By Raymond T. Gawronski | March 1995
Rev. Raymond T. Gawronski, S.J., is Assistant Professor of Systematic Theology at Marquette University.

I don’t quite know how it started. Gradually, during six years in Europe, I came to understand why so many from all lands have done all they could to come to America. My father, New Yorker that he was, never liked to leave New York: He insisted that since all the world seemed to be coming there, it must be the place to be. Perhaps it began when I was again struck by that which had so powerfully impressed me on my first high school trip to Europe 30 years ago: walls. Europe is a place of walls. Visibly, the landscape was walled or hedged in — definitions written in stone. But more was delineated, written in stone, than fields: Who you are and where you fit in the social order are determined long before you are born, and there is little changing it. Petrified identities. Everyone knows just who everyone else is and what they are like; the rich and powerful nations of Europe were always rich, the poor nations were always poor. They just “are” that way. More: I came to see that somehow too little of consequence had changed in the past 30 years.

Perhaps it was seeing Germans repenting of their postwar repentance — the skinheads and neo-Nazis and the Germans’ tolerance of them — that robbed me of well-painted illusions. Being as engaged in eastern Europe as I have been, seeing things largely through those lenses, prompted in me a feeling of despair for Europe. Not a despair for Christian Europe, nor its fruits in European culture, not Bach, Mozart, Michelangelo — Gorecki. Certainly not a despair for the Church in communion with John Paul II, calling for a re-preaching of the Gospel, often in lands where its roots may never have been that deep. But even in his homeland, John Paul’s voice seemed largely scorned by the elites, by the media names. I was horrified by the sophisticated neo-pagans of Europe who would make of culture a religion, forgetful of the orchestra playing Beethoven at the entrance to concentration camps as the inmates were entering. That should have served as a symbol and warning of what a Europe that is not Christian would look like, but it was a blatant symbol somehow ignored in our mauve-upholstered times, and at any rate one exclusively appropriated by the Jewish victims of that paganism.

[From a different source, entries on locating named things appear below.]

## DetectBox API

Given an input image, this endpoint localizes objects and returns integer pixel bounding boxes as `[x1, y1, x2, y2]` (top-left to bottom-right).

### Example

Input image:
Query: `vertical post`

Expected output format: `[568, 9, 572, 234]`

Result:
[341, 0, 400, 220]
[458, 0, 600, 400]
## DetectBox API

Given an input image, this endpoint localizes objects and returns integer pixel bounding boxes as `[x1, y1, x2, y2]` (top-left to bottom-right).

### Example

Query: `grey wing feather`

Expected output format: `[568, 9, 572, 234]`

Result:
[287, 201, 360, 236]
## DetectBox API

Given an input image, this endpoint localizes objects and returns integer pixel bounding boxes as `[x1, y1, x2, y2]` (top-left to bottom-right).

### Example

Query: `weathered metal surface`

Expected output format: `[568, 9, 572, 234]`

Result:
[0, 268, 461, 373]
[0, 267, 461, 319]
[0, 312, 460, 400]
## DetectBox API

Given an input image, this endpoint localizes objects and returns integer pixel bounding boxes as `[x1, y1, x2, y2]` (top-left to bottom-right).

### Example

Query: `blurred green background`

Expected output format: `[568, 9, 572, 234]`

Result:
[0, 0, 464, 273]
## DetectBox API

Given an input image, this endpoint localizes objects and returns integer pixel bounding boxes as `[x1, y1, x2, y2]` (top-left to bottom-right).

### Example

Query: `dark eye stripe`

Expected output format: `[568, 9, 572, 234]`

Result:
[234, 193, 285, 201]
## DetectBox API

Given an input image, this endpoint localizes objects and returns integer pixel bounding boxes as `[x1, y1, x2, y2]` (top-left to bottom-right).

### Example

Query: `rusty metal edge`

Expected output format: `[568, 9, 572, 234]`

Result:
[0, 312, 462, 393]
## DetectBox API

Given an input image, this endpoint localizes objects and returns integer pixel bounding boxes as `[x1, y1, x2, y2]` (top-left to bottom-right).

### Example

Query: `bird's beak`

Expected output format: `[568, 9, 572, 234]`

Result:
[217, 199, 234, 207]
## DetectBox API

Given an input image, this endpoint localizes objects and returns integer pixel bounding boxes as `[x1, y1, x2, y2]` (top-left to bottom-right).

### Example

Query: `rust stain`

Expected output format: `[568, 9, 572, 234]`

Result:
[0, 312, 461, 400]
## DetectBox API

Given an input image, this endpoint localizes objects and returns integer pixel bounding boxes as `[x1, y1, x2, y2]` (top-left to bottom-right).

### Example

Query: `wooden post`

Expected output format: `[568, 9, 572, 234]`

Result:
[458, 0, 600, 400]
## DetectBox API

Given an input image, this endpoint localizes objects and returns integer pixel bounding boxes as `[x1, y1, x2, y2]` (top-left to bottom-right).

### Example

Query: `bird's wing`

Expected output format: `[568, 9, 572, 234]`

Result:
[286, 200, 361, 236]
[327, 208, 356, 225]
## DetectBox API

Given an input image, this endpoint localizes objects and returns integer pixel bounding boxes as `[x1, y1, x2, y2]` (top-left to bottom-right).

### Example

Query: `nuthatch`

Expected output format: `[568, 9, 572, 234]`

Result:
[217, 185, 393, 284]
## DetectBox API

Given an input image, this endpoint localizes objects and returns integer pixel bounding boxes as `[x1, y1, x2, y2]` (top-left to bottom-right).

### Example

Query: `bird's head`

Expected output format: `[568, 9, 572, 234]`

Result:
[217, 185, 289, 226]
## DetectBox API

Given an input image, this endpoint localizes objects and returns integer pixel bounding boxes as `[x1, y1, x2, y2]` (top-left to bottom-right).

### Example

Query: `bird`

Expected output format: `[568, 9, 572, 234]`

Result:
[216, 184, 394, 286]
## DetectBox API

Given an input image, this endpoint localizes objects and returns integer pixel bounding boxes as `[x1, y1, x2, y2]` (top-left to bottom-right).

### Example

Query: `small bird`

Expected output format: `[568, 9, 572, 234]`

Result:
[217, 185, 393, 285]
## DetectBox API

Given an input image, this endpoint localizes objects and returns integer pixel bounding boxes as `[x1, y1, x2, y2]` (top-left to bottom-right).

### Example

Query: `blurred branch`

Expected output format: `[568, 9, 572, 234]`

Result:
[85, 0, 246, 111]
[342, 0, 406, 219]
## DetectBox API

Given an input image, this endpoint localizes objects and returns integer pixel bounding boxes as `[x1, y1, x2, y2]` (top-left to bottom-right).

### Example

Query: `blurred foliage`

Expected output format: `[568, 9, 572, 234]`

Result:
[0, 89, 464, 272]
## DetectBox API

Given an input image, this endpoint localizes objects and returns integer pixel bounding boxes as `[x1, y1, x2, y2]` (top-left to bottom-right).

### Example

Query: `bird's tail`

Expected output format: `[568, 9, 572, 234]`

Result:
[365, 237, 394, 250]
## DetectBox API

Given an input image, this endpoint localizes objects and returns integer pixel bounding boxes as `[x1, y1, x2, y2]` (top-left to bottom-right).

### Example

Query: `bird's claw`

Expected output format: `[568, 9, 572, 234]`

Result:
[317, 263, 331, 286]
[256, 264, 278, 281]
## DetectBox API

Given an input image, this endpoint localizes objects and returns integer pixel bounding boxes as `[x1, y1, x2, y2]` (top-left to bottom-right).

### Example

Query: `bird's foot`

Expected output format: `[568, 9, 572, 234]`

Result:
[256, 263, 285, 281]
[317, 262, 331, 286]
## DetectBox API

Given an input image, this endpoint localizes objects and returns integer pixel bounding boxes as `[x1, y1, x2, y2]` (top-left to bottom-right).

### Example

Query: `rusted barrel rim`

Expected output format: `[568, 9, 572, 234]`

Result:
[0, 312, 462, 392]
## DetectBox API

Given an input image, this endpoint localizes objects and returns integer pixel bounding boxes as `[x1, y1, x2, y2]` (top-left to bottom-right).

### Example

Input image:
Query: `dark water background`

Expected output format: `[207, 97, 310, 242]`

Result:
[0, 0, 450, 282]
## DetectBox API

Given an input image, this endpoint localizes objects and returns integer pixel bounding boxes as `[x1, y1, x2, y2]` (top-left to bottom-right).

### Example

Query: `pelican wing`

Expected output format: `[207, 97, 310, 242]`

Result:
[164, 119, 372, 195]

I had moved to Europe in 1987 to go home, in a way, even as my maternal grandfather had left Minnesota over 50 years before, convinced that it was better to be with one’s own, to be in a place where one’s name would not always be foreign, convinced that there were differences in mentality too big to bridge. He had returned to a newly reconstituted Poland, only to spend most of his life in a whirl of armies and systems in an eastern Poland (historically Lithuania) that finally disappeared and became part of another entity entirely, the U.S.S.R. Some of his children had escaped that inferno to await better days, and returned to the land of their birth (the U.S.); one of them is my Polish-American mother.

So I spoke the languages of that part of the world — Polish, Russian, and Byelorussian — those of the natives and those of the invaders as well. I have written before of some of the things that caused me to look to Europe for a home (NOR, Dec. 1992). I lived in Rome and wrote a doctoral dissertation there; I was headed for work on behalf of the Church in Russia, and traveled to Poland where, in a village on the Baltic coast, I spent a year in spiritual formation (tertianship) before heading into full-time ministry. And it was there that another call came.